Am I right in concluding that using an array of limited storage devices that require FAT32 is not a valid use case for git-annex?
Dumb devices that require FAT32, that need all present files to be unlocked in order to not choke on them (i.e. unlike with git-annex’ text-files-as-symlinks on crippled filesystems), that also therefore need missing files to be hidden, and that are storage space-constrained, I would say are extremely common. Yet, if I understood correctly, v7 repos are required for being able to hiding missing files, but at the same time, on v7 and FAT32 filesystems, files that are present take up double their file size.
Am I right, or I am missing a way to use those?
I would say that FAT32 devices are perfectly valid, but only if used as a directory special remote with chunking enabled. This way you can transfer files of any size (given there is enough space of course) and keep all previous versions. The downside is that you can't just plug the drive into random computer and read files, git-annex is required, also it is important to remember that special remotes do not store metadata about files so you need your regular repository synced to a computer where you want to read special remote.
Next option is to use direct mode, this way files will be readable on any computer even without git-annex, but file size will be limited to 4Gb and only latest version of your files will be available. Note that you still can drop files from direct mode repository and these files will be replaced with placeholders, so you are not forced to copy big files to a repository with limited file size.
Actually it is possible (and I think it is a valid use case) to use both "directory special remote" and "direct mode repository" on the same drive.
If I was forced to use FAT32, I would use it this way: create directory special remote with chunking to store files, create bare repository just for metadata. This way the drive will store all versions of files, any size, even if other repositories disappear this will be a complete copy.
By device, I meant the computer-like device that needs to be able to read the files. Say, an MP3 player for example.
Well, that rules it out since, the device being dumb, it does need to be able to find the real files at their standard path and be able to read them as is.
Chunking is not a requirement, though, since the device's software, only supporting FAT32, would not support or expect files that cannot exist in FAT32.
Direct mode is deprecated.
Lack of support for "dumb FAT32" and "dumb NTFS" is indeed the reason why most of the people in my circle of acquaintances do not use git-annex.
V7 and import/export tree should solve most the problems related to the synchronization.
One last issue remains, however: FAT/NTFS and POSIX have different sets of allowed characters in file names.

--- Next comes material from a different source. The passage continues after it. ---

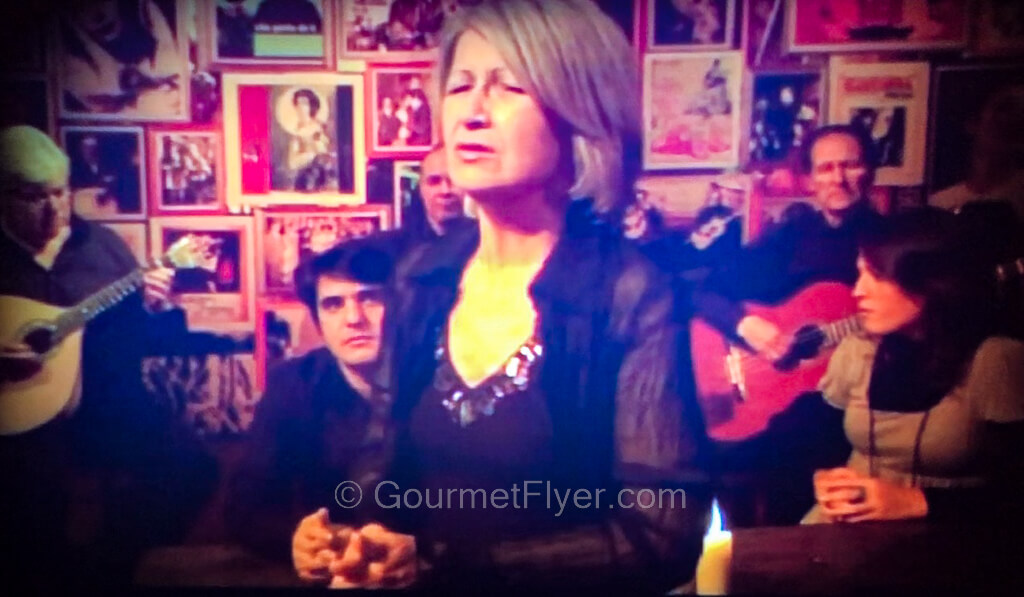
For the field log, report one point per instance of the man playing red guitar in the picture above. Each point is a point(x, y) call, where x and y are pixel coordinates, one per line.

To address this, git-annex should "smudge" file names when dealing with a FAT/NTFS remote. For example
Moby-Dick: or, The Whale.epub
should be exported asMoby-Dick_ or_ The Whale.epub
.I see no reason to add such filename munging to git-annex, controlling the names of files in the working tree is well out of its scope. It could be in scope for git, but more likely, if this is a problem for you, you need to set up your own policy for what filenames are allowed in your repository, and use existing facilities to enforce it (git hooks, etc).
lsblk -no uuid,mountpoint | egrep -qx '<uuid>\s+<mountpoint>'
to make sure git-annex only tries to touch the remote when it's mounted. I just rename any files in the repo that have invalid names.It's not a repo version, it's a kind of special remote that just accesses a tree of files on the device as if it were a git repo but without all the baggage.